Uber, 1Password, FitBit, OKCupid, and hundreds of other internet giants have been affected. A huge users personal data leak occurred due to an error in the CloudFlare’s code. The error caused pieces of memory to dump into web pages. As a result such sensitive information as encryption keys, passwords, cookies, and HTTPS requests became available in public caches.
Cloudflare have been leaking customer HTTPS sessions for months. Uber, 1Password, FitBit, OKCupid, etc. https://t.co/wjwE4M3Pbk
The reason of the problem has been already discovered and fixed – it was just a typo in the code. CloudFlare reports that it was an old code snippet with a latent security problem. The team was testing everything except the old software. The recently discovered mistake caused buffer overrun and further consequences. CloudFlare reports about the problem only now, because its main effect is already eliminated: the personal data is no longer available in search engine caches.
Although the code had been in production for years, you don’t have to panic – it was secure and stable until the problem caused recently. The greatest impact was observed from February 13 and February 18.

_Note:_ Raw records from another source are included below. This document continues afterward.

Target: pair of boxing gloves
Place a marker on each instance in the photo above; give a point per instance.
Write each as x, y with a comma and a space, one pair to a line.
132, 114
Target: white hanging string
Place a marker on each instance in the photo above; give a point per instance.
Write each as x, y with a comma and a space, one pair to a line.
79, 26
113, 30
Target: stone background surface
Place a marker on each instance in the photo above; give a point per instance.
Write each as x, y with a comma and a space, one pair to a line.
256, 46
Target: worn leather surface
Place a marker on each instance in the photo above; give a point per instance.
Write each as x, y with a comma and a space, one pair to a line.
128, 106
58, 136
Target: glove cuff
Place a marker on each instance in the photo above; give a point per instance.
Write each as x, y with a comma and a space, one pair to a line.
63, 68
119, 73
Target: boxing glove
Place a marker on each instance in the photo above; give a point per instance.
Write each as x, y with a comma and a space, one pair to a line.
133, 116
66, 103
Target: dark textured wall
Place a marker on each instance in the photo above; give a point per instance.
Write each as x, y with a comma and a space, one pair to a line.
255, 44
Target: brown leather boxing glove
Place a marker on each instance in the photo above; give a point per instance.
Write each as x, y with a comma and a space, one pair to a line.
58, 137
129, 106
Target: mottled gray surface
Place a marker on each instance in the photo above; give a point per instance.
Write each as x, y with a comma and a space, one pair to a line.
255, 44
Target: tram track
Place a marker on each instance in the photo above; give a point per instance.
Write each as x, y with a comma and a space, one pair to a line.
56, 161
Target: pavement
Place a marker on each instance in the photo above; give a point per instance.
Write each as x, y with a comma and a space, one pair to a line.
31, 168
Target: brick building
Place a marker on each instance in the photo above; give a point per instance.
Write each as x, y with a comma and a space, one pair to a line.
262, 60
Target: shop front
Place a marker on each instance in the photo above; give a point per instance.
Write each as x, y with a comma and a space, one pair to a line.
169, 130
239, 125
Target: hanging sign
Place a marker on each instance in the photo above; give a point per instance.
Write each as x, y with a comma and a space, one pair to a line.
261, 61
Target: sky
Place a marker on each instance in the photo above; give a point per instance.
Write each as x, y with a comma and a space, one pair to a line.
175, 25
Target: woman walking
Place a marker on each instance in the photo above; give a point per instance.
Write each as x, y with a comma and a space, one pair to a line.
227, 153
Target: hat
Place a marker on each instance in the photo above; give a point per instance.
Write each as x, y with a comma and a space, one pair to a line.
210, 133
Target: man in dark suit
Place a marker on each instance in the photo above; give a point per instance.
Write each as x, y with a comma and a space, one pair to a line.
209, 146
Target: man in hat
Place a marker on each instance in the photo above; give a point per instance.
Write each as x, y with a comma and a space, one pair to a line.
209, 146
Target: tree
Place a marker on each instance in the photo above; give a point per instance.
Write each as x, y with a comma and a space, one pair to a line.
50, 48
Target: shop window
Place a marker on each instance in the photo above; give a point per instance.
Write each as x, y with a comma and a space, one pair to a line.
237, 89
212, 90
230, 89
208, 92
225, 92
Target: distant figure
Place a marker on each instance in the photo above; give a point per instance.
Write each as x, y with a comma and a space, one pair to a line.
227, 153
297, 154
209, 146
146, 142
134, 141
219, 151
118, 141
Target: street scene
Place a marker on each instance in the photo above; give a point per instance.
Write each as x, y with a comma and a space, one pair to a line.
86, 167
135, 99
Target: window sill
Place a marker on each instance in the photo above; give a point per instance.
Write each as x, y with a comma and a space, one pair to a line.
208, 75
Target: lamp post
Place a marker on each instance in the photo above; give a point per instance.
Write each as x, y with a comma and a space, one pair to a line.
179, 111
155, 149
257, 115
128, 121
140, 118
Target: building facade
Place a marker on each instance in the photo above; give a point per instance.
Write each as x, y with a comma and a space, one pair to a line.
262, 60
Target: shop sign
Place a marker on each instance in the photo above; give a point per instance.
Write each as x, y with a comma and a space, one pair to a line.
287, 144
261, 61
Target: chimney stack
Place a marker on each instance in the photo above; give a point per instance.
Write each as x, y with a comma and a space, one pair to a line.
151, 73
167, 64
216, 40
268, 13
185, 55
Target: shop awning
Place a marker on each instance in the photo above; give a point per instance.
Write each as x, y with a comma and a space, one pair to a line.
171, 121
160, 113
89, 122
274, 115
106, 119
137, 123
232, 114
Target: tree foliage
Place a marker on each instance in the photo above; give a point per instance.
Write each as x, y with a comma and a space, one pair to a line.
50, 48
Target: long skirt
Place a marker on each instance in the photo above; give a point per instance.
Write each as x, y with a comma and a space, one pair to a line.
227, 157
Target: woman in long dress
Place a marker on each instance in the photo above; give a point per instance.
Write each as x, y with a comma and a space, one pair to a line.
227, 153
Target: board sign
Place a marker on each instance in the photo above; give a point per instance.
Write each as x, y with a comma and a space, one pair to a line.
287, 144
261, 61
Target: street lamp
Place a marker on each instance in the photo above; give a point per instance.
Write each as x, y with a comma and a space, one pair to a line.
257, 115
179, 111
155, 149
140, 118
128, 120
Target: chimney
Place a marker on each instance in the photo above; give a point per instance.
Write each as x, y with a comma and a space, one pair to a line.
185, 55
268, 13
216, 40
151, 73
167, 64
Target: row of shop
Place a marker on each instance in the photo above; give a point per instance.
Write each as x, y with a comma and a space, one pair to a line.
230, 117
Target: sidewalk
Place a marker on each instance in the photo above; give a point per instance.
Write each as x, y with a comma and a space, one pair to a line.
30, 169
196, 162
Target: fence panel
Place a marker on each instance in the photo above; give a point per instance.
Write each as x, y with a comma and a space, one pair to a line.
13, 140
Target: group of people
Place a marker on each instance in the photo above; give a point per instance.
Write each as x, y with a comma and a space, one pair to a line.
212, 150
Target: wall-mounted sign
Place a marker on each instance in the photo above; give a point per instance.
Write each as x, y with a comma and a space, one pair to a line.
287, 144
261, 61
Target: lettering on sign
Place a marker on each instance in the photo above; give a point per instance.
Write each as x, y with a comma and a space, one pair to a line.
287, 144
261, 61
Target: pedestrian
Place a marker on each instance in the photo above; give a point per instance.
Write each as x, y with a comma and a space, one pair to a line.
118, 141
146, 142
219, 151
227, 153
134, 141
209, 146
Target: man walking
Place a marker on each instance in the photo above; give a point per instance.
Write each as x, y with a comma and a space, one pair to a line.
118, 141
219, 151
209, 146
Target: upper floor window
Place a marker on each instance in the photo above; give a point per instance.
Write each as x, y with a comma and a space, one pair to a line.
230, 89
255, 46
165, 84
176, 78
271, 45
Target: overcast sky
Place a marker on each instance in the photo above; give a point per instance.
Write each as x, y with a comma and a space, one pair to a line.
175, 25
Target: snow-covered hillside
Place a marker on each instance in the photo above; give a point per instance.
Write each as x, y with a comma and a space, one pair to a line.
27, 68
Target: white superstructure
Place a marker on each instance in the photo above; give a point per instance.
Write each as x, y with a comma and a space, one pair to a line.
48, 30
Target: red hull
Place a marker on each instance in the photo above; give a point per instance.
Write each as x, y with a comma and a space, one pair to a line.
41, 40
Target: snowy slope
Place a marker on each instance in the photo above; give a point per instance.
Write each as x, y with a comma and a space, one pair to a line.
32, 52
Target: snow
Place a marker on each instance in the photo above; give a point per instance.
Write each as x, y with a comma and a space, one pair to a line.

Usually, 3 months are necessary to deploy a fix such bug, but the CloudFlare team spent only 7 hours. Check the detailed timeline (UTC), if you don’t believe:
18 February 00:11 – Tavis Ormandy asks for CloudFlare contacts;
00:32 – Google provides CloudFlare with bug details;
00:40 – San Francisco cross functional team assembles;
What should you do now? First of all, change all your passwords, especially those on the affected websites. Next, rotate API keys & secrets. Even if you didn’t use any of the affected websites, remember that an affected website could have made an API request to a non-affected one, making your private data absolutely insecure.